We first crossed paths in 1997, when I was drafted to be the next center for the Golden State Warriors — the same team that had drafted you 34 years earlier.
I always appreciated your advice during my playing days … but it actually wasn’t until after I hung up my sneakers that I really got to know you.
When I was working on my master’s degree in sports psychology, you were gracious enough to let me interview you for my thesis on professional athletes making the transition to retirement after their playing days were over. The stories you told made me feel hopeful about my life after basketball, and it was then that I truly realized how much of an example you were for professional athletes once they stop playing.
You started a local business, Big Nate’s BBQ, in San Francisco, and put money back into the community for 20 years before you closed in 2011. The Warriors brought you back as a community ambassador and introduced you to what we now call Dub Nation. Altogether, you spent more than 40 years with this franchise. And Warriors fans — past and present — have never forgotten your contributions.
Whenever I saw you, you were always ready to work. And there was never a time when I saw you looking unprofessional — you dressed to the nines all the time.
For years you were an analyst for ABC’s affiliate in the Bay Area. When I joined you in 2015 to break down film — and got to banter with you and anchor Larry Beil — you welcomed me with open arms.

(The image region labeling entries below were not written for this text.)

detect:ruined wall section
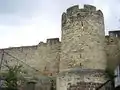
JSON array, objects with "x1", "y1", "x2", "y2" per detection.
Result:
[
  {"x1": 105, "y1": 34, "x2": 120, "y2": 71},
  {"x1": 60, "y1": 5, "x2": 106, "y2": 71},
  {"x1": 0, "y1": 38, "x2": 61, "y2": 75}
]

Watching basketball with you made me feel like I was a student of the game again. I played 13 years in the NBA, and I thought I knew a lot about the sport. But I learned a lot from you. And seeing games through your eyes also made me appreciate your boundless optimism about life.
When the Warriors were trailing midway through the third quarter against Oklahoma City during the regular season, I thought it was over. “What are you worried about?” you said to me. “They’re going to win.” Sure enough, Golden State forced overtime and Steph hit a long three-pointer to win it.
Last year, when Golden State was down 2–1 in the second round against Memphis, you were still optimistic when others thought the wheels had fallen off. In fact, you doubled down.
“I’ll be at the parade,” you said. “And I’ll be holding a turkey leg in one hand.”
A month later, the Warriors were champs … and we were part of that parade (no turkey leg, though).
I am so grateful to have gotten to know you. I missed you sorely when I was doing playoff postgame shows this year. I like to say that my work as an analyst improved thanks to you. And knowing now that you’re not here anymore, it hurts me to know that I won’t be seeing you next season.
When professional athletes retire, their thoughts often turn to the same question: Where do I find my place in society? You, Nate Thurmond, provided all of us with an answer to that question.
You were an entrepreneur, a TV analyst, a community-service leader … and all after you enjoyed a Hall of Fame basketball career.
When I entered the league in 1997, I wanted to follow in your footsteps as the Warriors’ center. Looking back now, I realize that what I really wanted to do was to follow in your footsteps in life.
You were one of the very best players in the NBA. But more importantly, you were a true renaissance man. You paved the way for players who wanted to thrive in their post-playing careers. I know I’ll never forget that.
Thank you for the impact you made on the hearts of Warriors fans young and old. And thank you for being a positive influence in my life. I know that every time I break down X’s and O’s, I’ll be thinking of you. I will forever be grateful for your friendship, and I will continue to honor you by staying optimistic, and by being a model citizen to our fans.
Thank you, Nate Thurmond. We will miss you.